Along the way, in 1978, they learned from Clinton that they had been newly christened the Brides of Funkenstein and were recording for Atlantic Records. Apparently asking the Brides' opinion as a mere courtesy, Clinton simply had them sing over instrumentals already in the can. 

But rather than come off as a throwaway project, as is the case with many spinoff acts, the Brides were given quality material. Funk Or Walk, the 1978 debut, featured arrangements from Bernie Worrell and Fred Wesley, and tunes written by Clinton, Bootsy, and Ron Dunbar. The first single "Disco To Go" was written around the closing interlude of Bootsy's live show and reportedly up for inclusion on his second album (the riff would famously be used by the Gap Band on "Ooops Upside Your Head"). With audiences thrilled by their great live performances, which included a coterie of Bridesmaids (Jeanette McGruder and Sheila Horne), the Brides built up a nice little following, more than enough to justify further recordings. 

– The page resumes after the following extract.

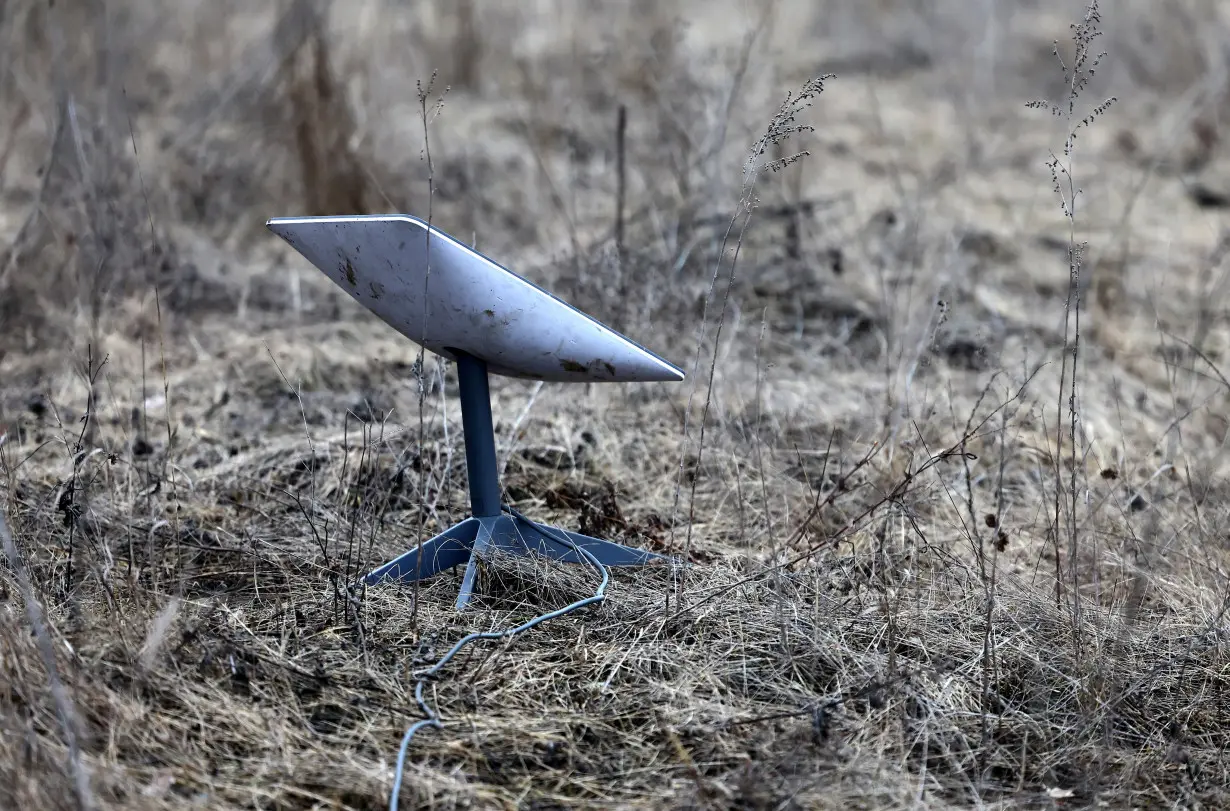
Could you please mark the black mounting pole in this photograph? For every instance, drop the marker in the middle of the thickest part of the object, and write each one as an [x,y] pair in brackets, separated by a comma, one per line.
[480,436]
[488,527]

1979's Don't Buy Texas From A Cowboy continued in this strong vein, with a little more experimentation allowed in the mix. It was fairly clear that Clinton had invested more into the Brides than Parlet, giving them featured slots on tours and such. But sadly Mabry had had enough funk for the time being, and Horne and McGruder were elevated into the main group. By the time sessions for a third album were started, the entire P-Funk organization was starting to suffer, leaving little time for side projects. While the aborted third album has yet to surface in its entirety, numerous outtakes have appeared on the George Clinton Family Series, and they finally got around to issuing a live album in the mid 90s.

Brides of Funkenstein's Deepest Grooves

Funk Or Walk (Atlantic, 1978) 

Never Buy Texas From A Cowboy (Atlantic, 1979)

:Live At The Howard Theater (AEM, 1994)
Hot set with their blistering versions of Parliament's "Together" and Bootsy's "Vanish In Our Sleep." Includes a bit from official P-Funk comedian James Wesley Jackson.